One Secret Thing – Sharon Olds
One Secret Thing is a book that sits in the back of your mind and just refuses to leave it. Sharon Olds manages to encapsulate a surprisingly varied range of emotions from childlike witticism as in “Diagnosis” to the more morose and adult poems later in the book such as “Last Hour.” The book has almost too varied a scope to be sufficiently analyzed within a mere review, but I will try to get across the general opinion that this book left me with. Are you ready for it?
Like I mentioned earlier, this book has been stuck in the back of my mind for the past two weeks since I’ve read through it. Most notable are the strong beginning and ending sections that bookend the work. The book opens with a section entitled “War” and describes, in vivid detail, snapshots from war. The Poem “His Crew” was the one that I kept returning to, and still do as I am writing this review. The closing image of a pilot crashing his crippled plane into the earth “green as a great basin of water/ being lifted to his face” leaves me with a feeling I have a hard time putting into words. The last section describes the last moments of the speaker’s mother’s life. It begins with a slow pace setting the scene of the mother having a stroke and falling into a coma in “Still Life,” (Check out that link for a live reading of that poem) but from the moment the doctor briefly enters the scene long enough to say that she has hours left to live in “The Last Evening” the poems begin to build the suspense leading to the inevitable conclusion. Each poem moves a step towards that final ending and, after the fact, moves along after it to the final goodbye within “Nereid Elegy.” But unlike the Nick Flynn book Some Ether, this ends on an uplifting hopeful note as the speaker “let her go,/ we ushered her forth, like the death of a god,/ the birth of an exhausted holiday.” Death brings the end to the long “holiday” the mother had enjoyed on earth.
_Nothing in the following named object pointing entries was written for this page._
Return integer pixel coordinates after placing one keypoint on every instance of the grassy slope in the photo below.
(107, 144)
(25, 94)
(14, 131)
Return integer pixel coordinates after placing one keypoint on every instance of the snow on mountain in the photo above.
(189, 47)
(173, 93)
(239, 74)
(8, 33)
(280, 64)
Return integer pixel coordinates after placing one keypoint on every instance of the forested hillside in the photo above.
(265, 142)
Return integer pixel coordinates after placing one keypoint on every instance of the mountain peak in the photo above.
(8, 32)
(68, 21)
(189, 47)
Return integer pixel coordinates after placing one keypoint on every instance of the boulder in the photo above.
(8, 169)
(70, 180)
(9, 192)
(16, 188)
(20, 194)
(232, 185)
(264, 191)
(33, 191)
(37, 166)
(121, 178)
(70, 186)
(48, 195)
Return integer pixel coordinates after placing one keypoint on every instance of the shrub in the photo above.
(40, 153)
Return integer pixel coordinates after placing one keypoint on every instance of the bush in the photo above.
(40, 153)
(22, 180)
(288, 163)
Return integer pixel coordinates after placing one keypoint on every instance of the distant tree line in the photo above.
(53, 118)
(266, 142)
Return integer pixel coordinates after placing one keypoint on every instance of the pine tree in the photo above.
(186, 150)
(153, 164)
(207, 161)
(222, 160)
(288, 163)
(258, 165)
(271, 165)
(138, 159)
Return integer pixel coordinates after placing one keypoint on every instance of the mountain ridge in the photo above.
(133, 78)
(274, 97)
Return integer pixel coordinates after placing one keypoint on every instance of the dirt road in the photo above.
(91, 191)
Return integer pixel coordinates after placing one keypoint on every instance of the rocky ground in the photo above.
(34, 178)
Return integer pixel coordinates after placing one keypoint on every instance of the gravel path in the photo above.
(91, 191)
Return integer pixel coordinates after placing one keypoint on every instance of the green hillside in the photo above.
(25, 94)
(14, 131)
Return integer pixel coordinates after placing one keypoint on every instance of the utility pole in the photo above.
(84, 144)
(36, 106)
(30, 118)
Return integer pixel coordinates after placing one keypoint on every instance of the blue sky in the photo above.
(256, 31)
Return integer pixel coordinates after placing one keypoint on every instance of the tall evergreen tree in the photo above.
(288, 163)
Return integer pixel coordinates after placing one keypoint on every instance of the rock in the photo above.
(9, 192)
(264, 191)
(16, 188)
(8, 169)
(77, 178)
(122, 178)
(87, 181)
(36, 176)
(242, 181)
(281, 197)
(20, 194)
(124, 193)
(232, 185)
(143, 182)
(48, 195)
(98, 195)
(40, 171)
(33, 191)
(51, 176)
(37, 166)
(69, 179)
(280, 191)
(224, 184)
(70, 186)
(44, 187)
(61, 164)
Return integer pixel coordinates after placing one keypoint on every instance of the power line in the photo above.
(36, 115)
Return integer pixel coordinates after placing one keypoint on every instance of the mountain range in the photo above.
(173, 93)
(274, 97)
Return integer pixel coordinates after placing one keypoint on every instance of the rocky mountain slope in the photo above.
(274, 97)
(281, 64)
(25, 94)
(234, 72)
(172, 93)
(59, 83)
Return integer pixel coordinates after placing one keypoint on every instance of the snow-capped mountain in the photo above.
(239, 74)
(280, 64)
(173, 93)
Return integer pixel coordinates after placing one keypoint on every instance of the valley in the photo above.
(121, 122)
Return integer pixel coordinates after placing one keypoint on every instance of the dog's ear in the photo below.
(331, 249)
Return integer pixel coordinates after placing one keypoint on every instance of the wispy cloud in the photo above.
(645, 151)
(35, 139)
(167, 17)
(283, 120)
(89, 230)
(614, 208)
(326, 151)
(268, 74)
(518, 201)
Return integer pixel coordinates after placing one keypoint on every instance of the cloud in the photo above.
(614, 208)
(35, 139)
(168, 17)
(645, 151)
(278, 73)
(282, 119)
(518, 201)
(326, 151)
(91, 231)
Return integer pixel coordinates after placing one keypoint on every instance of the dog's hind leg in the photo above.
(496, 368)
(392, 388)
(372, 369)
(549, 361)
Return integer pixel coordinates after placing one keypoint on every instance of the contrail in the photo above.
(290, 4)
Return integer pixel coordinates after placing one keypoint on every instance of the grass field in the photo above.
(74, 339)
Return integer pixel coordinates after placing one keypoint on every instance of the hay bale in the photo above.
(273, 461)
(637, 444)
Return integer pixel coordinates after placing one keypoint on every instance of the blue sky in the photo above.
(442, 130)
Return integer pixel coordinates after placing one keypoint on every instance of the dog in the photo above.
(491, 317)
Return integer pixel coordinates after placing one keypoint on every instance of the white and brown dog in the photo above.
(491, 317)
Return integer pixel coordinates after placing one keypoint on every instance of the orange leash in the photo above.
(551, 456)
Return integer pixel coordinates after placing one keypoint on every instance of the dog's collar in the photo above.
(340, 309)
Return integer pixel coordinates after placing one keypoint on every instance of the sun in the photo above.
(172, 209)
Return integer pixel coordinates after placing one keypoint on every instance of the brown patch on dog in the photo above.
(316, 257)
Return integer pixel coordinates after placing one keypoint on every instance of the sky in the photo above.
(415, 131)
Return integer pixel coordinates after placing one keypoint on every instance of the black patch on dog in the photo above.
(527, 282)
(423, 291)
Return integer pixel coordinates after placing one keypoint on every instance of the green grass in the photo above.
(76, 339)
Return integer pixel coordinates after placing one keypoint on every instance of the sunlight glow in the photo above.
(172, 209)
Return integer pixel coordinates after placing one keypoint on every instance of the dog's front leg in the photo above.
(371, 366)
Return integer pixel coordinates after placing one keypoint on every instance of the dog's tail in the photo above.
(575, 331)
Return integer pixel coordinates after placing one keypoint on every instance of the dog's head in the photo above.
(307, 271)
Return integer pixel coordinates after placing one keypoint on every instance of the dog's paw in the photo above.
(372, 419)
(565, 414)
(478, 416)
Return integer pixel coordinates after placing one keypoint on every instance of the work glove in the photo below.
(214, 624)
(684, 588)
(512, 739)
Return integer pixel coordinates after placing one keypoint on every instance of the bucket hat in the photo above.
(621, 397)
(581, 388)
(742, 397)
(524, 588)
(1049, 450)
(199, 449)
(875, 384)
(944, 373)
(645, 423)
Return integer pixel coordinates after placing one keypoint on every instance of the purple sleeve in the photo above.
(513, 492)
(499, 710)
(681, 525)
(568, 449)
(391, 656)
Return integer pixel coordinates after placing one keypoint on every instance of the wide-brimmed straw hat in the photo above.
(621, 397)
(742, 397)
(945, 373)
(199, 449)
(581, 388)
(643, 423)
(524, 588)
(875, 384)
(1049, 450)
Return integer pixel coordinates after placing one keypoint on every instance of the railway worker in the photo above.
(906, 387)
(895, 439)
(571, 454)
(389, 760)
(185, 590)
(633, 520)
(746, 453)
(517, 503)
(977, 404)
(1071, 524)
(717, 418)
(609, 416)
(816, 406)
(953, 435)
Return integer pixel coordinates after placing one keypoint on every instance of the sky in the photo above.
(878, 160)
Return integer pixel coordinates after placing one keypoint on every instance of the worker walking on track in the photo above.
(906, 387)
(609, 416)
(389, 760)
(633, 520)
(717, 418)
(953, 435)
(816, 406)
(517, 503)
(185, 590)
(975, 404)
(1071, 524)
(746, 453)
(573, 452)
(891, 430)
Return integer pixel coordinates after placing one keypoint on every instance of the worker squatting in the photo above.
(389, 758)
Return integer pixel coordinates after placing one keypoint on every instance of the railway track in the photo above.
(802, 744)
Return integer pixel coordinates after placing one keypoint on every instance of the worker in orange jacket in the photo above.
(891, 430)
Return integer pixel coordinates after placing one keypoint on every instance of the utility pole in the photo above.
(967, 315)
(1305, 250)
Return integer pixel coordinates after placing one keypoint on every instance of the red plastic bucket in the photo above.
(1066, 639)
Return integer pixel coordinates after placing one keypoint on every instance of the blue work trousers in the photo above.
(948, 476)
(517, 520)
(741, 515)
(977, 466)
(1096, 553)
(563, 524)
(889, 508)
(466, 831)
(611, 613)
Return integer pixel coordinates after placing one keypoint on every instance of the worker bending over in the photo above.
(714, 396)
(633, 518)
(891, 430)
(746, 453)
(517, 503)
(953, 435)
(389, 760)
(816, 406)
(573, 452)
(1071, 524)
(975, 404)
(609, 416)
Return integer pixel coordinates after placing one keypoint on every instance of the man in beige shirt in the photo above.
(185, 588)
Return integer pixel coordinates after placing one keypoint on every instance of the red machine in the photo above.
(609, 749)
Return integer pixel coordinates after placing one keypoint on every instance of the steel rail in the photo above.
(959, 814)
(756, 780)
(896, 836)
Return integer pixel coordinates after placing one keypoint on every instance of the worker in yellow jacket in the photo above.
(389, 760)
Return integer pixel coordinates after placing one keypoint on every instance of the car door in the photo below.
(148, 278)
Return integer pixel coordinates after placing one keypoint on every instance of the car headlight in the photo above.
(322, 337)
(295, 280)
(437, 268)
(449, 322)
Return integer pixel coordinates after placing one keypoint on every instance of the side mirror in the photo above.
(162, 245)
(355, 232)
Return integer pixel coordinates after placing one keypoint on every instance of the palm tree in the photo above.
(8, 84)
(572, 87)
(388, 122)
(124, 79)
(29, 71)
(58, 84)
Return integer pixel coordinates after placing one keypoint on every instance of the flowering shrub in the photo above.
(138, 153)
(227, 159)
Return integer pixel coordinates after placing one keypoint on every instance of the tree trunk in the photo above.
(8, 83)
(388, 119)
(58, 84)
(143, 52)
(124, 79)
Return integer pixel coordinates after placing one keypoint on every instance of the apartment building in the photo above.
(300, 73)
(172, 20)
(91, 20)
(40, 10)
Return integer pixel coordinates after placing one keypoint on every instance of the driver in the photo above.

Now, all the positives aside, I only really have one negative to speak of and it concerns the middle of the book between the two previously discussed sections. This area is mixed up and has a general sense of disorder and confusion. I’ll be honest, before this recent reading of the book in its entirety I had started reading and stopped halfway through multiple times because it really wasn’t speaking too much to me. That said though, there are a few gems within. One of these, “Freezer,” brought some contention between myself and some friends. I, for one, love this poem with its opening line “When I think of people who kill and eat people,/ I think of how lonely my mother was.” I mean come on… if that doesn’t draw you into a poem I don’t know what will. My friend argued that the rest of the poem dealt with sexual assault, and I’ll confess that perhaps without reading the rest of the book the poem may come off that way. But when understanding the relationship between the mother and daughter from the other poems… and not choosing to have a mind in the gutter… it comes off as a daughter curious about what it would be like to grow up.
Now, I could go on and on describing the intricacies of this book and the other little nuggets of wisdom that inhabit it, but honestly you need to experience some of it for yourself… plus I don’t have the time. If you have some time to dedicate and the willpower to push through a sometimes ‘so-so’ middle to the amazing finish, then do yourself a favor and check this one out.